Real lex rookie . I'm trying to use regular expression , to identify strings in a printf()
such as printf("hello world!");
, but the best result is just "hello world!" , and I don't want the double quotation marks , just hello world! How should I do ?
The regex so far is: ("\"")(.)*("\"")
Good regular expression to match string literals are:
["]([^"]|\\(.|\n))*["]
["]([^"\n]|\\(.|\n))*["]
The first one fails on multiline strings; the second one accepts them. In both cases, unmatched quotation mark won't be matched do you'll need to deal with those erroneous inputs with some other pattern. Both patterns accept backslash escapes (including backslash-escaped newlines) without making any attempt to interpret them. Most real-life lexical scanners will want to process backslash escape sequences in some fashion, often by turning them into the characters they represent. But that requires a different mechanism, which is out of scope for this question.

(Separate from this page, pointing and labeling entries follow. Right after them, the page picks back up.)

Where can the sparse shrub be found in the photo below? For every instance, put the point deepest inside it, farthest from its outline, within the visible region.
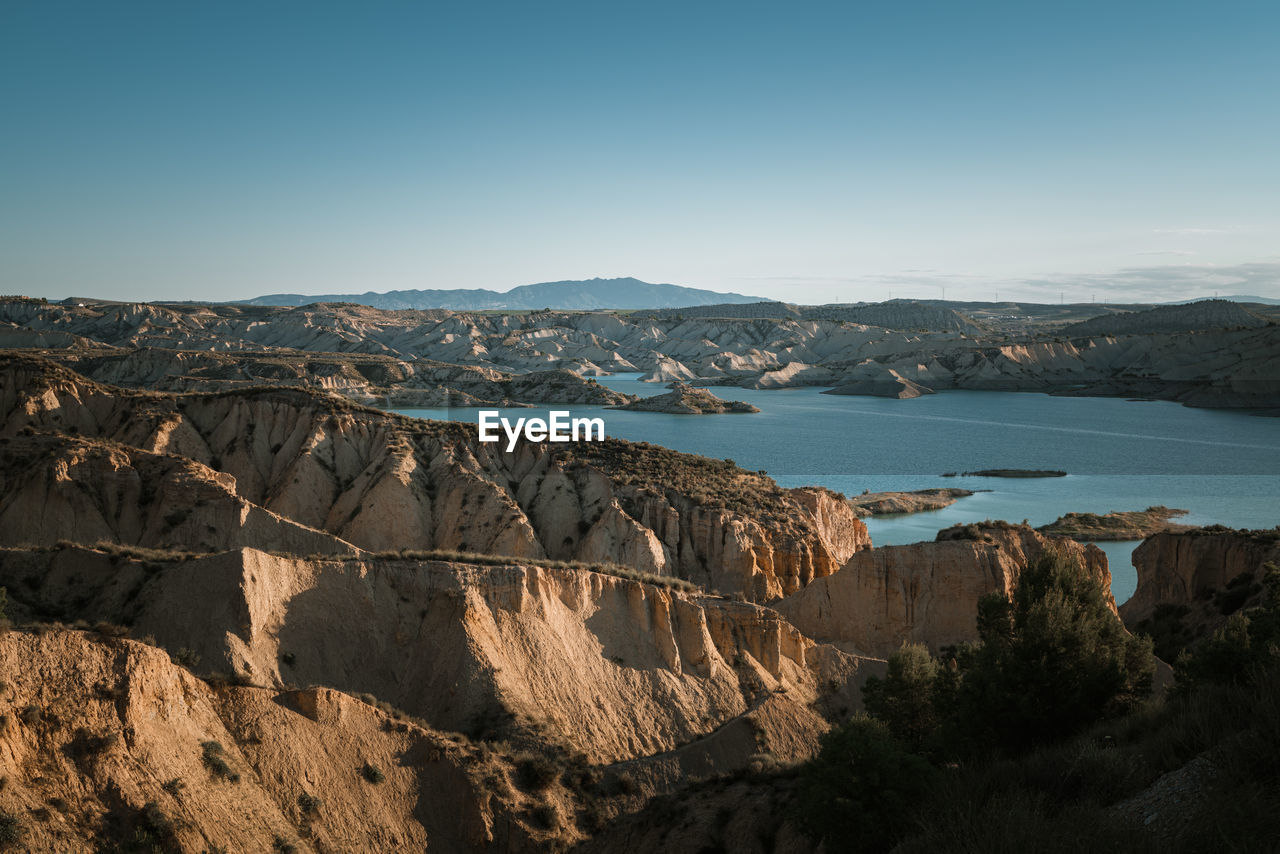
(10, 829)
(1248, 644)
(186, 657)
(544, 816)
(1050, 662)
(535, 772)
(112, 630)
(863, 789)
(211, 754)
(905, 698)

As you have discovered, the match includes the quotation marks, so you will want to remove them. Since you normally must make a copy of the matched token (since the contents of yytext
will be overwritten the next time the scanner is called), that can easily be done by simply copying the part of the match you are interested in.
Remember that yyleng
is the length of the token. Consequently the substring you want starts at yytext + 1
(to skip over the opening quote) and continues for yyleng - 2
characters (to not include either quote):
["]([^"]|\\(.|\n))*["] {
yylval.str = malloc(yyleng -1);
memcpy(yylval.str, yytext + 1, yyleng - 2);
yylval.str[yyleng - 2] = 0;
}
There are other ways to write that, of course, but they will all be similar.